Pella manham no dia 16, soou o desacato feito na noute de quinze correo o povo Christaõ á Igreja a ver o caso succedido em esta Cidade, Lugar mayor do mundo abreviado, cheyo tudo de confusaõ, de dor, de penas, e sentimento […]. Tudo foraõ lagrimas em o povo, nada deixou de ser suspiros […].

Pormenor de um painel de azulejos, alusivo ao Desacato de Santa Engrácia, representando o “Roubo da Custódia”.

Como forma de reparação espiritual do Desacato o arcebispo D. Afonso Furtado de Mendonça ordena que “[…] fizessem muitas, muy grandes festas em louvor do Sanctissimo Sacramento”.

As solenidades iniciaram-se com uma cerimónia religiosa na Sé seguida de uma procissão entre a Sé e a profanada Igreja de Santa Engrácia “ […]ricamente armada fazendosse a festa & culto della de musica, & prègação, ceia,& ricos cheiros”.

Por “ […]ser tãta anobreza, & povo, q. acompanharão esta procissão […] a Cidade ficou despejada”.

Pormenor da cidade de Lisboa, entre a Sé e o Campo de Santa Clara, em 1572. Lisbona – Civitates orbis terrarium, Georg Braun and Frans Hogenberg .

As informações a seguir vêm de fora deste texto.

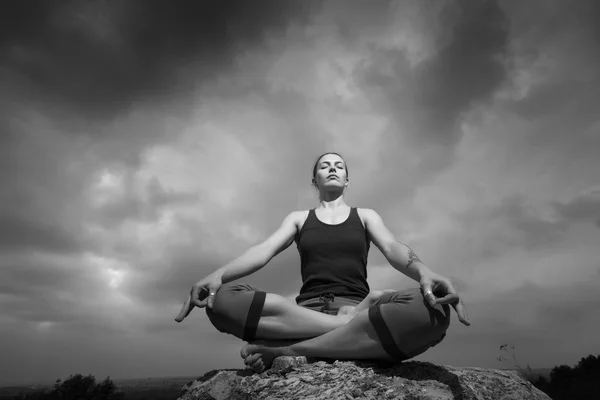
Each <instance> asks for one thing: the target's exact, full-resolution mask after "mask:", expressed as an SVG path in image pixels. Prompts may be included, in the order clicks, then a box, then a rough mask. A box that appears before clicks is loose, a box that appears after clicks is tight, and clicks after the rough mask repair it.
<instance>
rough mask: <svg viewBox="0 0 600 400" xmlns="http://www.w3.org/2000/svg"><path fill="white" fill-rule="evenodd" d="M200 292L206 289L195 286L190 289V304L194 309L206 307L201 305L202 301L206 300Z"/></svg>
mask: <svg viewBox="0 0 600 400" xmlns="http://www.w3.org/2000/svg"><path fill="white" fill-rule="evenodd" d="M202 291H204V292H205V291H206V289H204V288H203V287H201V286H195V285H194V287H193V288H192V304H193V305H194V306H195V307H200V308H203V307H206V303H203V302H202V301H203V300H204V299H205V298H206V296H203V294H204V293H201V292H202Z"/></svg>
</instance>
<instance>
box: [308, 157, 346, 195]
mask: <svg viewBox="0 0 600 400" xmlns="http://www.w3.org/2000/svg"><path fill="white" fill-rule="evenodd" d="M315 181H316V185H317V186H318V188H319V189H325V188H335V187H338V188H340V189H342V190H343V189H344V188H345V187H346V185H347V184H348V174H347V171H346V163H345V162H344V160H343V159H342V158H341V157H340V156H338V155H336V154H325V155H324V156H323V157H321V158H320V159H319V162H318V163H317V172H316V174H315Z"/></svg>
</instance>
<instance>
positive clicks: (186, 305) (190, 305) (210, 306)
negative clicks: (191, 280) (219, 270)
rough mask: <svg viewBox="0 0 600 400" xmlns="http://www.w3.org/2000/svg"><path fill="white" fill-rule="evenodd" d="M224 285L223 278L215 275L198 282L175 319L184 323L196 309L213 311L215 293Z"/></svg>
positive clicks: (175, 320) (189, 294) (194, 284)
mask: <svg viewBox="0 0 600 400" xmlns="http://www.w3.org/2000/svg"><path fill="white" fill-rule="evenodd" d="M222 284H223V282H222V280H221V277H220V276H218V275H214V274H211V275H209V276H207V277H206V278H204V279H202V280H200V281H198V282H196V283H195V284H194V286H192V289H191V290H190V294H189V295H188V298H187V299H186V300H185V302H184V303H183V307H182V308H181V311H180V312H179V315H178V316H177V318H175V321H177V322H181V321H183V320H184V319H185V318H186V317H187V316H188V315H190V313H191V312H192V310H193V309H194V307H200V308H204V307H208V308H209V309H212V308H213V306H214V304H215V293H217V291H218V290H219V288H220V287H221V285H222Z"/></svg>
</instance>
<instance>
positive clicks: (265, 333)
mask: <svg viewBox="0 0 600 400" xmlns="http://www.w3.org/2000/svg"><path fill="white" fill-rule="evenodd" d="M393 291H394V290H392V289H389V290H373V291H371V292H370V293H369V294H368V295H367V297H365V298H364V299H363V301H361V302H360V303H359V304H357V305H356V307H351V306H342V307H341V308H340V310H339V311H338V314H337V315H329V314H324V313H321V312H318V311H314V310H310V309H308V308H305V307H302V306H299V305H297V304H296V303H294V302H293V301H291V300H288V299H286V298H285V297H282V296H280V295H278V294H274V293H267V296H266V298H265V305H264V307H263V311H262V313H261V316H260V320H259V321H258V328H257V330H256V338H257V339H259V340H260V339H268V340H280V339H308V338H312V337H315V336H319V335H322V334H324V333H327V332H330V331H332V330H334V329H336V328H339V327H340V326H342V325H345V324H347V323H348V322H349V321H350V320H351V319H352V318H354V316H355V315H356V314H357V313H358V312H359V311H363V310H366V309H368V308H369V307H370V306H371V305H372V304H373V303H375V301H377V300H378V299H379V298H380V297H381V296H383V295H384V294H385V293H388V292H393Z"/></svg>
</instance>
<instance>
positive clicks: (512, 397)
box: [178, 357, 550, 400]
mask: <svg viewBox="0 0 600 400" xmlns="http://www.w3.org/2000/svg"><path fill="white" fill-rule="evenodd" d="M213 399H214V400H224V399H232V400H251V399H285V400H296V399H298V400H300V399H302V400H304V399H314V400H317V399H324V400H325V399H327V400H330V399H331V400H334V399H344V400H351V399H378V400H379V399H404V400H421V399H422V400H425V399H436V400H442V399H453V400H459V399H460V400H483V399H485V400H495V399H498V400H509V399H515V400H542V399H544V400H549V399H550V397H548V396H547V395H546V394H545V393H543V392H541V391H540V390H538V389H537V388H536V387H535V386H533V385H532V384H531V383H530V382H528V381H526V380H525V379H523V377H522V376H521V375H519V373H518V372H516V371H501V370H493V369H483V368H454V367H450V366H439V365H434V364H431V363H427V362H418V361H408V362H403V363H398V364H382V363H368V362H360V361H344V362H341V361H335V362H333V363H329V362H325V361H316V360H307V359H306V357H279V358H277V359H275V362H274V363H273V367H272V368H271V369H269V370H267V371H265V372H263V373H261V374H256V373H254V372H253V371H251V370H213V371H211V372H208V373H207V374H205V375H204V376H203V377H201V378H199V379H197V380H195V381H193V382H190V383H188V384H187V385H185V386H184V387H183V388H182V390H181V392H180V395H179V399H178V400H213Z"/></svg>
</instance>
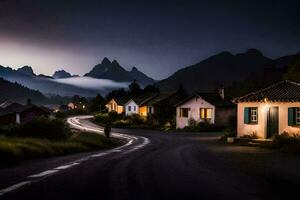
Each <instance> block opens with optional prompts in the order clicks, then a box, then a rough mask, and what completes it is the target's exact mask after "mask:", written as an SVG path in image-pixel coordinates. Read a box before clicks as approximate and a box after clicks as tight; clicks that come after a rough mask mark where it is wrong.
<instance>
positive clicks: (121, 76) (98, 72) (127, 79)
mask: <svg viewBox="0 0 300 200" xmlns="http://www.w3.org/2000/svg"><path fill="white" fill-rule="evenodd" d="M85 76H89V77H93V78H101V79H110V80H114V81H119V82H132V81H134V80H136V81H137V82H138V83H139V84H141V85H142V86H147V85H150V84H153V83H154V82H155V80H154V79H152V78H150V77H148V76H147V75H146V74H144V73H142V72H141V71H139V70H138V69H137V68H136V67H133V68H132V70H131V71H127V70H125V69H124V68H123V67H122V66H121V65H120V64H119V63H118V62H117V61H116V60H113V61H112V62H111V61H110V60H109V59H108V58H106V57H105V58H104V59H103V60H102V62H101V63H100V64H98V65H96V66H95V67H93V69H92V70H91V71H90V72H89V73H86V74H85Z"/></svg>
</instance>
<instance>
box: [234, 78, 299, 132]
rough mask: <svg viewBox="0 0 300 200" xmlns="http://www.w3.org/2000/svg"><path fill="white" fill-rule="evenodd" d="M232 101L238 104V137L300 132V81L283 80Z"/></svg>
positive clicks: (237, 116) (239, 97)
mask: <svg viewBox="0 0 300 200" xmlns="http://www.w3.org/2000/svg"><path fill="white" fill-rule="evenodd" d="M233 101H234V102H235V103H236V104H237V107H238V110H237V123H238V126H237V134H238V137H241V136H243V135H250V134H256V135H257V136H258V137H260V138H271V137H272V136H273V135H274V134H280V133H283V132H287V133H290V134H299V133H300V83H297V82H292V81H282V82H279V83H277V84H274V85H271V86H269V87H267V88H264V89H262V90H259V91H256V92H252V93H250V94H247V95H245V96H242V97H239V98H236V99H234V100H233Z"/></svg>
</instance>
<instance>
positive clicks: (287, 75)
mask: <svg viewBox="0 0 300 200" xmlns="http://www.w3.org/2000/svg"><path fill="white" fill-rule="evenodd" d="M283 79H285V80H293V81H300V58H298V59H297V60H296V62H295V63H294V64H292V65H290V66H289V67H288V71H287V73H285V74H284V75H283Z"/></svg>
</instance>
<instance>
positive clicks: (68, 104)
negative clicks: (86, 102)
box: [67, 102, 76, 110]
mask: <svg viewBox="0 0 300 200" xmlns="http://www.w3.org/2000/svg"><path fill="white" fill-rule="evenodd" d="M67 106H68V109H69V110H74V109H75V108H76V105H75V104H74V103H73V102H69V103H68V104H67Z"/></svg>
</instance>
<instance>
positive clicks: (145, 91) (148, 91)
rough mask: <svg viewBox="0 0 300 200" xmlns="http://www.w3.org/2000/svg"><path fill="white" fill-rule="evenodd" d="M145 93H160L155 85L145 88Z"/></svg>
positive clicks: (144, 88) (146, 86)
mask: <svg viewBox="0 0 300 200" xmlns="http://www.w3.org/2000/svg"><path fill="white" fill-rule="evenodd" d="M143 92H144V93H159V92H160V91H159V89H158V88H157V87H155V86H154V85H148V86H146V87H145V88H144V90H143Z"/></svg>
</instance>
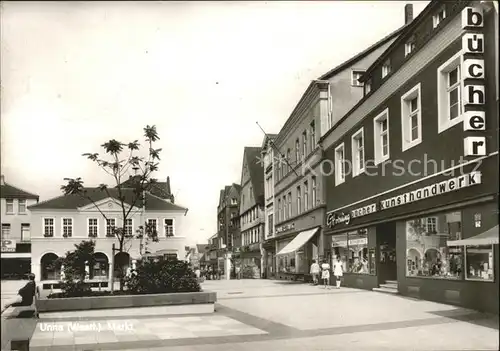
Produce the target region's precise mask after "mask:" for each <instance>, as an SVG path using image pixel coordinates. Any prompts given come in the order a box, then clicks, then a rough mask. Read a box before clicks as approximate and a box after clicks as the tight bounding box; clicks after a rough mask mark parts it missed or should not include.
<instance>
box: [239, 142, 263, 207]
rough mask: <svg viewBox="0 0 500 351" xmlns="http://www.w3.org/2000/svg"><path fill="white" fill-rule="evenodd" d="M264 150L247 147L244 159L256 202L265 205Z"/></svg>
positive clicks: (256, 148) (260, 148) (253, 147)
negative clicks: (264, 197)
mask: <svg viewBox="0 0 500 351" xmlns="http://www.w3.org/2000/svg"><path fill="white" fill-rule="evenodd" d="M261 150H262V148H260V147H249V146H246V147H245V151H244V154H243V155H244V156H243V157H244V158H245V160H246V163H247V166H248V172H249V174H250V182H251V184H252V189H253V193H254V198H255V202H256V203H257V204H264V169H263V163H262V162H261V161H260V160H261V157H262V156H261V154H260V152H261Z"/></svg>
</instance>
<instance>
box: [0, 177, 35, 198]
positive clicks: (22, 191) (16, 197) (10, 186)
mask: <svg viewBox="0 0 500 351" xmlns="http://www.w3.org/2000/svg"><path fill="white" fill-rule="evenodd" d="M0 196H1V198H2V199H33V200H38V199H39V198H40V196H38V195H35V194H32V193H29V192H27V191H25V190H22V189H19V188H18V187H15V186H13V185H10V184H8V183H6V182H5V177H4V176H3V175H2V176H1V183H0Z"/></svg>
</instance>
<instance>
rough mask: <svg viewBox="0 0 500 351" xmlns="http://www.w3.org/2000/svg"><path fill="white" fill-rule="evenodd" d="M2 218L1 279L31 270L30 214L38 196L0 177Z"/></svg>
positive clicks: (1, 215)
mask: <svg viewBox="0 0 500 351" xmlns="http://www.w3.org/2000/svg"><path fill="white" fill-rule="evenodd" d="M0 192H1V209H0V210H1V218H2V252H1V255H2V256H1V258H2V278H8V277H17V278H21V277H23V276H24V275H26V274H28V273H30V271H31V228H32V224H31V213H30V211H29V209H28V207H29V206H31V205H34V204H36V203H38V199H39V197H38V195H35V194H32V193H29V192H27V191H24V190H22V189H19V188H17V187H15V186H13V185H10V184H8V183H6V182H5V178H4V176H3V175H2V176H1V180H0Z"/></svg>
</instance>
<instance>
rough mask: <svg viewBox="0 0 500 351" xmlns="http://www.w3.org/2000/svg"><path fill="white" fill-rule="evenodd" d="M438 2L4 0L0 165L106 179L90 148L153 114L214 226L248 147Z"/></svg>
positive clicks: (152, 116) (194, 195) (113, 137)
mask: <svg viewBox="0 0 500 351" xmlns="http://www.w3.org/2000/svg"><path fill="white" fill-rule="evenodd" d="M407 3H412V4H413V7H414V17H416V16H417V15H418V13H420V11H421V10H422V9H423V8H424V7H425V6H426V5H427V4H428V3H429V1H407V2H403V1H401V2H400V1H319V2H314V1H303V2H302V1H294V2H286V1H276V2H273V1H269V2H264V1H261V2H242V1H241V2H240V1H238V2H222V1H221V2H208V1H204V2H132V1H131V2H128V1H127V2H125V1H124V2H69V1H68V2H63V1H61V2H21V1H19V2H5V1H4V2H2V3H1V6H2V9H1V10H2V11H1V77H2V81H1V85H2V86H1V88H2V90H1V93H2V95H1V172H2V174H3V175H5V180H6V182H8V183H10V184H12V185H15V186H18V187H20V188H22V189H25V190H27V191H30V192H33V193H36V194H38V195H40V200H41V201H43V200H47V199H50V198H52V197H55V196H59V195H61V190H60V186H61V185H62V184H64V180H63V178H65V177H71V178H76V177H81V178H82V179H83V180H84V182H85V185H86V186H94V185H98V184H100V183H108V184H111V183H110V179H109V178H107V177H106V174H105V173H103V172H102V171H100V170H99V169H98V168H96V166H95V165H94V164H92V163H91V162H90V161H88V160H86V159H85V158H84V157H82V156H81V154H82V153H85V152H99V151H100V150H99V145H101V144H102V143H103V142H105V141H107V140H109V139H117V140H120V141H123V142H128V141H133V140H135V139H139V140H142V139H143V128H144V127H145V126H146V125H156V127H157V129H158V133H159V136H160V138H161V140H160V141H159V142H158V143H157V144H158V145H157V147H159V148H162V152H161V163H160V169H159V170H158V172H156V174H155V175H154V177H155V178H158V179H159V180H164V179H166V177H167V176H170V181H171V187H172V192H173V193H174V195H175V196H176V203H179V204H180V205H183V206H185V207H187V208H189V212H188V214H187V218H186V221H187V226H186V227H185V230H186V233H185V235H186V236H187V237H188V238H189V239H188V240H189V243H193V244H194V243H203V242H206V240H207V238H209V237H210V236H212V235H213V234H214V233H215V232H216V230H217V222H216V221H217V217H216V214H217V204H218V200H219V190H220V189H221V188H223V187H224V185H227V184H231V183H233V182H235V183H240V173H241V167H242V159H243V148H244V147H245V146H260V145H261V144H262V141H263V138H264V134H263V132H262V130H261V129H260V128H259V127H258V126H257V124H256V122H259V124H260V125H261V126H262V127H263V129H264V131H265V132H266V133H278V132H279V131H280V129H281V127H282V126H283V125H284V123H285V122H286V120H287V119H288V117H289V116H290V114H291V112H292V111H293V109H294V107H295V105H296V104H297V102H298V101H299V99H300V97H301V95H302V94H303V93H304V91H305V89H306V88H307V86H308V85H309V83H310V81H311V80H314V79H317V78H318V77H319V76H321V75H322V74H323V73H325V72H327V71H329V70H330V69H332V68H333V67H335V66H337V65H339V64H341V63H342V62H344V61H346V60H348V59H349V58H350V57H352V56H354V55H356V54H357V53H359V52H360V51H363V50H364V49H365V48H367V47H368V46H370V45H372V44H373V43H375V42H377V41H378V40H380V39H381V38H382V37H384V36H386V35H388V34H390V33H391V32H392V31H394V30H396V29H397V28H399V27H400V26H402V25H403V24H404V6H405V4H407Z"/></svg>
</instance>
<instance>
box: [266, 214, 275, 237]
mask: <svg viewBox="0 0 500 351" xmlns="http://www.w3.org/2000/svg"><path fill="white" fill-rule="evenodd" d="M267 221H268V226H269V228H268V229H269V235H272V234H273V233H274V218H273V214H272V213H271V214H270V215H269V216H268V217H267Z"/></svg>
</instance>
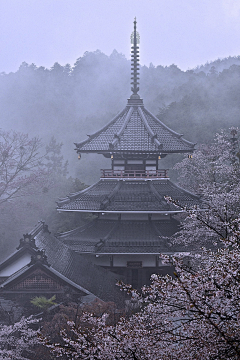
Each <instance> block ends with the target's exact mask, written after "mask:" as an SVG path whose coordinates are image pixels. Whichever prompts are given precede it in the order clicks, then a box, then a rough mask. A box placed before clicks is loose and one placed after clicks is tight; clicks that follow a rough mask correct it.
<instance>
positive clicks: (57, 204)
mask: <svg viewBox="0 0 240 360" xmlns="http://www.w3.org/2000/svg"><path fill="white" fill-rule="evenodd" d="M100 182H101V180H98V182H96V183H94V184H92V185H90V186H88V187H87V188H86V189H83V190H80V191H77V192H75V193H70V194H69V195H67V196H66V197H65V198H59V201H56V203H57V206H59V205H63V204H66V203H68V202H69V201H71V200H73V199H74V198H75V197H78V196H79V195H80V194H83V193H85V192H86V191H88V190H90V189H91V188H92V187H93V186H95V185H97V184H98V183H100Z"/></svg>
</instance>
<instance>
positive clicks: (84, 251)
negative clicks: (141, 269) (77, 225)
mask: <svg viewBox="0 0 240 360" xmlns="http://www.w3.org/2000/svg"><path fill="white" fill-rule="evenodd" d="M177 231H179V222H178V221H177V220H175V219H172V218H171V219H167V220H104V219H95V220H93V221H92V222H90V223H88V224H86V225H84V226H81V227H79V228H77V229H75V230H72V231H69V232H66V233H62V234H59V235H58V238H59V240H61V241H62V242H63V243H65V244H66V245H67V246H69V247H70V248H72V249H74V250H75V251H77V252H79V253H81V254H83V253H88V254H160V253H161V252H165V253H171V252H173V251H179V250H180V248H181V250H183V246H182V245H181V246H180V247H179V246H178V245H175V246H174V247H173V246H172V245H171V244H170V242H169V237H171V236H172V235H173V234H174V233H176V232H177Z"/></svg>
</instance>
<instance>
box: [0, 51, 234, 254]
mask: <svg viewBox="0 0 240 360" xmlns="http://www.w3.org/2000/svg"><path fill="white" fill-rule="evenodd" d="M238 64H239V58H228V59H223V60H217V61H215V62H213V63H208V64H205V65H203V66H200V67H198V68H196V69H193V70H189V71H185V72H184V71H182V70H180V69H179V68H178V67H177V66H176V65H171V66H168V67H163V66H161V65H159V66H156V67H154V66H153V65H151V64H150V66H149V67H146V66H143V67H141V69H140V95H141V97H142V98H143V99H144V104H145V106H146V107H147V108H148V109H149V110H150V111H151V112H152V113H153V114H155V115H157V116H158V117H159V119H161V120H162V121H163V122H164V123H165V124H166V125H168V126H169V127H171V128H172V129H174V130H175V131H178V132H179V133H183V134H184V138H186V139H187V140H190V141H192V142H196V143H198V144H200V143H203V142H211V141H212V139H213V137H214V135H215V133H216V132H217V131H219V130H220V129H221V128H229V127H231V126H239V124H240V65H238ZM130 72H131V69H130V61H128V60H127V59H126V58H125V57H124V56H123V55H122V54H119V53H117V52H116V51H113V53H112V54H111V55H110V56H106V55H105V54H103V53H102V52H100V51H95V52H92V53H89V52H87V53H85V54H84V55H83V56H82V57H81V58H79V59H77V61H76V63H75V65H74V66H73V67H71V66H70V65H65V66H61V65H59V64H58V63H55V64H54V66H53V67H52V68H51V69H46V68H44V67H36V66H35V65H34V64H32V65H28V64H26V63H23V64H22V65H21V66H20V67H19V70H18V71H17V72H16V73H10V74H5V73H2V74H1V75H0V128H1V129H3V130H9V129H14V130H17V131H21V132H23V133H28V134H29V136H30V137H34V136H39V137H40V138H42V143H43V146H42V151H43V152H44V149H45V147H46V146H47V145H48V144H50V143H51V144H52V145H54V146H52V150H51V151H52V153H51V152H50V155H51V159H53V161H52V168H53V171H52V173H51V174H52V175H51V179H50V180H49V181H50V186H48V187H46V186H45V185H44V186H40V185H37V186H36V188H35V189H34V191H32V193H31V195H28V196H24V197H20V198H17V199H15V200H14V201H13V202H10V203H5V204H4V205H2V206H1V208H0V215H1V216H0V225H1V231H0V246H1V251H2V255H1V256H2V257H4V256H5V255H4V253H7V252H9V251H11V249H12V248H14V247H15V246H16V245H17V243H18V241H19V238H20V237H21V236H22V234H23V233H24V232H27V231H29V230H30V229H31V228H32V227H33V226H34V224H35V223H36V222H37V221H38V220H41V219H42V220H46V222H47V223H48V224H49V226H50V230H51V231H65V230H67V229H69V228H74V226H77V224H79V223H80V222H81V221H84V219H82V218H81V219H80V218H75V216H74V215H72V216H63V214H62V215H59V214H57V213H56V210H55V201H56V200H57V198H58V197H64V196H66V195H67V194H68V193H69V192H74V191H78V190H80V189H82V188H83V187H84V184H83V183H85V184H88V185H90V184H92V183H94V182H95V181H97V180H98V179H99V175H100V171H99V170H100V168H109V167H110V164H109V160H108V159H105V158H104V157H103V156H101V155H96V154H92V155H90V154H88V155H87V154H83V156H82V159H81V160H80V161H78V160H77V154H76V152H75V151H74V147H75V146H74V142H79V141H81V140H84V139H85V138H86V137H87V134H91V133H93V132H95V131H97V130H98V129H99V128H100V127H102V126H103V125H104V124H106V123H107V122H108V121H110V120H111V119H112V117H113V116H115V115H116V114H117V113H118V112H119V111H121V110H122V109H123V108H124V106H125V105H126V103H127V98H128V97H129V96H130V95H131V90H130V82H131V81H130V77H131V76H130ZM53 136H54V137H55V138H54V139H52V137H53ZM61 143H62V144H63V145H61ZM48 147H49V146H48ZM50 155H49V156H50ZM62 155H63V156H64V159H63V158H62ZM180 158H181V157H180V156H178V155H175V156H168V157H166V158H165V159H163V160H161V162H162V164H161V166H162V167H166V168H168V167H172V166H173V165H174V163H175V162H176V161H178V160H180ZM66 160H68V162H69V168H68V169H69V174H68V175H67V176H66V173H65V170H64V167H63V164H64V161H66ZM57 168H59V169H61V171H60V172H59V170H57V171H56V169H57ZM63 170H64V171H63ZM69 175H71V176H72V177H71V178H69ZM170 175H171V177H172V179H173V180H175V181H176V174H175V173H173V172H172V173H171V172H170ZM76 178H78V179H76Z"/></svg>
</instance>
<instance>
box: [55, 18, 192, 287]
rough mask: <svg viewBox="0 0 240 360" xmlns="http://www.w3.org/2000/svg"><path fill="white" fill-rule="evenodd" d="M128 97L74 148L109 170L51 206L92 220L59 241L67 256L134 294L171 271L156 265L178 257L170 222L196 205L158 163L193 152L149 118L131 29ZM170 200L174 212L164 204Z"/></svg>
mask: <svg viewBox="0 0 240 360" xmlns="http://www.w3.org/2000/svg"><path fill="white" fill-rule="evenodd" d="M131 64H132V83H131V84H132V88H131V90H132V95H131V96H130V98H129V99H128V101H127V105H126V107H125V108H124V109H123V110H122V111H121V112H120V113H119V114H118V115H117V116H116V117H114V119H112V120H111V121H110V122H109V123H108V124H107V125H105V126H104V127H103V128H102V129H100V130H99V131H97V132H96V133H94V134H92V135H89V136H88V139H87V140H85V141H83V142H80V143H76V144H75V145H76V150H77V153H78V157H79V159H80V158H81V153H97V154H102V155H103V156H105V157H106V158H109V163H111V166H110V169H102V170H101V178H100V180H99V181H98V182H97V183H96V184H94V185H92V186H90V187H88V188H87V189H85V190H83V191H80V192H78V193H75V194H70V195H69V196H67V197H66V198H64V199H60V201H59V202H58V211H59V212H62V211H64V212H74V211H75V212H84V213H92V214H94V215H95V216H96V218H95V219H94V220H93V221H92V222H90V223H88V224H87V225H85V226H82V227H79V228H77V229H74V230H72V231H69V232H66V233H63V234H59V235H58V239H59V240H60V241H62V243H63V244H65V245H67V246H68V247H69V248H71V249H72V250H74V251H76V252H77V253H80V254H85V255H87V256H88V258H89V260H90V261H92V262H93V263H95V264H97V265H100V266H102V267H104V268H106V269H109V270H111V271H112V272H115V273H117V274H119V275H121V276H123V277H124V279H125V281H127V282H128V283H131V284H132V285H133V287H137V288H139V287H140V286H142V285H143V284H147V283H149V279H150V276H151V274H152V273H160V274H165V273H167V272H170V271H171V269H169V267H166V266H165V265H163V264H162V263H161V260H160V258H159V254H160V253H167V254H172V253H174V252H176V251H182V250H183V249H181V247H179V246H175V247H173V246H171V244H170V243H169V240H168V238H169V237H170V236H172V235H173V234H174V233H176V232H177V231H178V229H179V221H178V220H176V215H177V214H178V213H181V212H182V211H183V210H182V207H183V206H185V205H187V206H193V205H196V204H198V203H199V199H198V197H197V196H195V195H194V194H192V193H190V192H188V191H186V190H183V189H182V188H180V187H178V186H177V185H175V184H174V183H173V182H171V181H170V179H169V177H168V174H167V170H166V169H160V168H159V163H160V162H161V159H162V158H164V157H165V156H167V155H169V154H174V153H187V154H189V157H191V153H192V152H193V151H194V144H193V143H191V142H189V141H187V140H185V139H183V137H182V134H178V133H176V132H175V131H173V130H171V129H170V128H169V127H167V126H166V125H164V124H163V123H162V122H161V121H160V120H159V119H158V118H156V117H155V116H154V115H153V114H151V113H150V112H149V111H148V110H147V109H146V108H145V107H144V104H143V100H142V99H141V98H140V96H139V94H138V91H139V86H138V85H139V34H138V32H137V30H136V20H135V21H134V31H133V33H132V35H131ZM166 196H170V197H171V198H173V199H174V200H175V201H177V202H178V203H179V207H176V206H175V205H173V204H171V203H168V202H167V201H166V199H165V197H166Z"/></svg>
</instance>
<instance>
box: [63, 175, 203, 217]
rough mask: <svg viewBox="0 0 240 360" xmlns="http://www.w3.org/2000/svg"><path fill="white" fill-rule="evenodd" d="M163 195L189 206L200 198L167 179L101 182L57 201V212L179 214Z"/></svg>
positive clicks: (184, 205)
mask: <svg viewBox="0 0 240 360" xmlns="http://www.w3.org/2000/svg"><path fill="white" fill-rule="evenodd" d="M165 196H170V197H171V198H173V199H174V200H176V201H179V204H180V205H181V206H188V207H192V206H194V205H199V204H200V199H199V198H198V197H197V196H196V195H194V194H192V193H190V192H188V191H186V190H184V189H182V188H180V187H179V186H177V185H175V184H174V183H172V182H171V181H170V180H169V179H167V178H166V179H159V180H119V179H101V180H100V181H98V182H97V183H96V184H94V185H92V186H90V187H89V188H87V189H85V190H82V191H80V192H78V193H75V194H70V195H69V196H68V197H67V198H64V199H61V200H60V201H58V210H59V211H82V212H119V213H121V212H122V213H124V212H126V213H139V212H142V213H150V212H158V213H161V212H163V213H165V212H179V211H182V210H181V208H179V207H176V206H175V205H173V204H169V203H168V202H167V201H166V200H165Z"/></svg>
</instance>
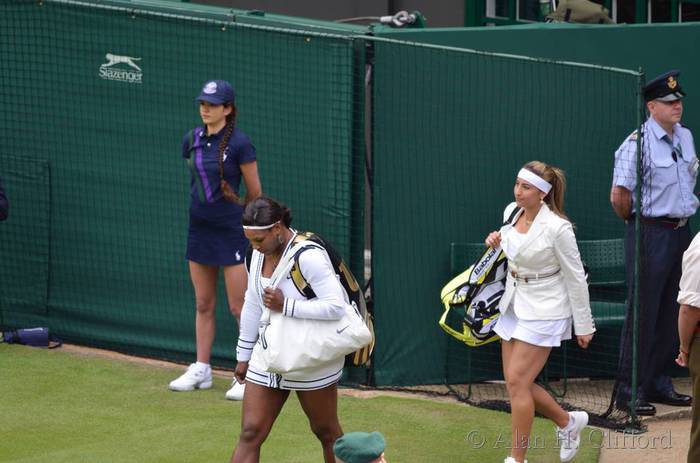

Na sequência do Desacato rapidamente foram tomadas diligências para capturar os criminosos, afixando editais nas portas com avisos para que ninguém saísse de casa sob pena de morte e ofertas de recompensas a quem descobrisse os culpados, enquanto se faziam interrogatórios por toda a cidade, prendendo pessoas às quais se “meteram a tormento”.

“Foy também prezo hum homem chamado Simão Lopez Soliz, e por muitos, e vehementes indicios se lhe fez summario […]”

Pormenor de um painel de azulejos, alusivo ao Desacato de Santa Engrácia, representando o a prisão de Simão Solis. C. 1760.

Como modo de expiação e memória do Desacato, todos os anos, nos dias 16, 17 e 18 de janeiro, realizavam-se as festas do Desagravo, que perduraram até ao séc. XIX.

Fonte: M. L. Jacquinet, “Em Desagravo do Santíssimo Sacramento: O “Conventinho Novo”. Devoção, Memória e Património Religioso”, 2008.